17 predictions for AI in 2026
We don’t believe AI is a bubble on the verge of popping, but neither do we think we’re close to a “fast takeoff” driven by the invention of artificial general intelligence. Rather, we expect models to continue improving their capabilities — but we think it will take a while for the full impact to be felt across the economy.
And while I wonder why someone would pick the number 17 for the 2026 predictions on AI, I do think that these 17 predictions present a pretty good selection of topics that will be important this year.
The Enshittifinancial Crisis
It’s times like this where it’s necessary to make the point that there is absolutely “enough money” to end hunger or build enough affordable housing or have universal healthcare, but they would be “too expensive” or “not profitable enough,” despite having a blatant and obvious economic benefit in that more people would have happier, better lives and — if you must see the world in purely reptilian senses — enable many more people to have disposable income and the means of entering the economy on even terms.
By contrast, investments in AI do not appear to be driving much economic growth at all, other than in the revenue driven to NVIDIA from selling these GPUs, and the construction of data centers themselves. Had Microsoft, Google, Meta and Amazon sunk $776 billion into building housing and renting it out, the world would be uneven, we would have horrible new landlords, and it would still be a great deal better than one where nearly a trillion dollars is being wasted propping up a broken, doomed industry, all because the people in charge are fucking idiots obsessed with growth.

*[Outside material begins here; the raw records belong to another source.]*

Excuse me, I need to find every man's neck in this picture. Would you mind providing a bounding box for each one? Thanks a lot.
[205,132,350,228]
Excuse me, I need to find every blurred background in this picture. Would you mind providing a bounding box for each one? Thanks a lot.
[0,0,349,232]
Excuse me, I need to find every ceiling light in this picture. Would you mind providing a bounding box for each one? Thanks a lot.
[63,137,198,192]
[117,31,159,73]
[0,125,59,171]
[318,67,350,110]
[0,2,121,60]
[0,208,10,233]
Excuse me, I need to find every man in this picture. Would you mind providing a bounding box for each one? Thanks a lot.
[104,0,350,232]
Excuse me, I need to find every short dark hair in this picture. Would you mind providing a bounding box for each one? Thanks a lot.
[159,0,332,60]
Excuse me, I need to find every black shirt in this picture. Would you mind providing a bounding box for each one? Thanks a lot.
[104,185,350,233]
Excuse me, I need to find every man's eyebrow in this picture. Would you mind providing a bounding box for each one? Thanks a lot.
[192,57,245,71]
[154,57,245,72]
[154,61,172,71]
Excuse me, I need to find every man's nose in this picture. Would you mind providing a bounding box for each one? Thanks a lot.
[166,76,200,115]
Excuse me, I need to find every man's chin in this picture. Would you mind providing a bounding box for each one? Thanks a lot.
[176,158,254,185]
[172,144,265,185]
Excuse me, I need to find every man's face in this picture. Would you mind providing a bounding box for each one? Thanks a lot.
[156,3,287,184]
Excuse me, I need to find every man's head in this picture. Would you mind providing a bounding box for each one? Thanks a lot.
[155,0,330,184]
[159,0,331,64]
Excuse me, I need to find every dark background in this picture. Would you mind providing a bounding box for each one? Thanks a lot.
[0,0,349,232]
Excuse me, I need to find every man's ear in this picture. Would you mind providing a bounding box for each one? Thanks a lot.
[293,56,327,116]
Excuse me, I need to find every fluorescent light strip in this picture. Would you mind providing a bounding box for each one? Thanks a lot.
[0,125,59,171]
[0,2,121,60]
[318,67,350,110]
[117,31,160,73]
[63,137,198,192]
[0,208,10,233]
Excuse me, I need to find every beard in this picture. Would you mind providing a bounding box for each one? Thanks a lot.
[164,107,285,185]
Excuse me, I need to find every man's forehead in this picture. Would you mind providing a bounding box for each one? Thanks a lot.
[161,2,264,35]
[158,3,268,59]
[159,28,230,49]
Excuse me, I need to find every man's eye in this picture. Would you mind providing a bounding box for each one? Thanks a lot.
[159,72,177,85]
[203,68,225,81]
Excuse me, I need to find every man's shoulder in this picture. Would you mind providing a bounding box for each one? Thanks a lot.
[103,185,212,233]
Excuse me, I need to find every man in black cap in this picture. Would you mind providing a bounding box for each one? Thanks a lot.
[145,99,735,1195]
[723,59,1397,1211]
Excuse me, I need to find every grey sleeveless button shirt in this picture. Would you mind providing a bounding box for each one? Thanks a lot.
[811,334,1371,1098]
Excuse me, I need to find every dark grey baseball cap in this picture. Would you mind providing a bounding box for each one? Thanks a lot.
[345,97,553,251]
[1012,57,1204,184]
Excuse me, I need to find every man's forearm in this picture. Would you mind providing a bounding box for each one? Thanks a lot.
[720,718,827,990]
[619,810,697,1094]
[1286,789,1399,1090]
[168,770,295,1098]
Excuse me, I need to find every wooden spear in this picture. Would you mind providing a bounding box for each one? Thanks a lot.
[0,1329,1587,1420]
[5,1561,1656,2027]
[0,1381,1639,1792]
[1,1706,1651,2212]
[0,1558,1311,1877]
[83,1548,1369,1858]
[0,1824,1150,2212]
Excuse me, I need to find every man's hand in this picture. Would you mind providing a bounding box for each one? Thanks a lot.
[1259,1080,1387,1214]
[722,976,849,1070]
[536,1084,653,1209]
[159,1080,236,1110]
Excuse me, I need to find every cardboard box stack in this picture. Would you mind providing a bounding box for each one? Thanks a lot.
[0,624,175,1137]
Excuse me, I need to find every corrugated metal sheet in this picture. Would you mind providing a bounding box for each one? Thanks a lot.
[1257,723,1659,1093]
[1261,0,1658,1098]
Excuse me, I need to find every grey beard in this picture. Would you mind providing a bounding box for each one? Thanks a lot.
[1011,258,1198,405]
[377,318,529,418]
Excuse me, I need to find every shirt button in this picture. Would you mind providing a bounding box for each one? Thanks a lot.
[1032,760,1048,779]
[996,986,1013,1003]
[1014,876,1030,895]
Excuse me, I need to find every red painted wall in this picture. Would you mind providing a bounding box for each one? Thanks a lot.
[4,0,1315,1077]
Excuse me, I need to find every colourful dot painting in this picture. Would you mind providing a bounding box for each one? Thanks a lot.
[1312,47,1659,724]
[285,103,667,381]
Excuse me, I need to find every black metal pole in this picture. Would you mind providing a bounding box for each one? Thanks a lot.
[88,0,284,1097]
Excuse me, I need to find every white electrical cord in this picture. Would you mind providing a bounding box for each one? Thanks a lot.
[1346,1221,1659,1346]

Oh, this is an interesting and very long read. If you haven’t guessed it already, the author doesn’t really have the brightest outlook for the future of AI.
AI paradoxes: 5 contradictions to watch in 2026 and why AI’s future isn’t straightforward
There is much talk of an AI bubble as the world anxiously watches the global economy, with unprecedented spending on AI infrastructure, but the enthusiasm to adopt AI and get ahead in the AI race remains an almost universally shared priority for 2026.
As the technology evolves at a pace, disrupting established sectors and creating new business models, many experts are calling for a focus on systems that bring long-term benefits, although an adversarial geopolitical context makes this hard to achieve at the global level.
I actually think that these contradictions are inherit in most technologies, especially when they are fairly new and everyone is still trying to figure out what this all means.
Agentic AI Takes Over 11 Shocking 2026 Predictions
As we look toward 2026, we must realize that AI isn’t a layer we add to systems, it’s becoming the infrastructure itself.
In 2026, AI will move with us as a constant co-worker and teammate. Agentic and multi-agent AI systems will manage entire workflows once controlled by humans, while humanoid and physical robotics advance from demonstrations to targeted pilots in factories, warehouses, and labs marking the dawn of Physical AI.
This is the big change we will all personally experience. And then we will take it very much for granted as soon as we have made the switch to Agentic AI systems.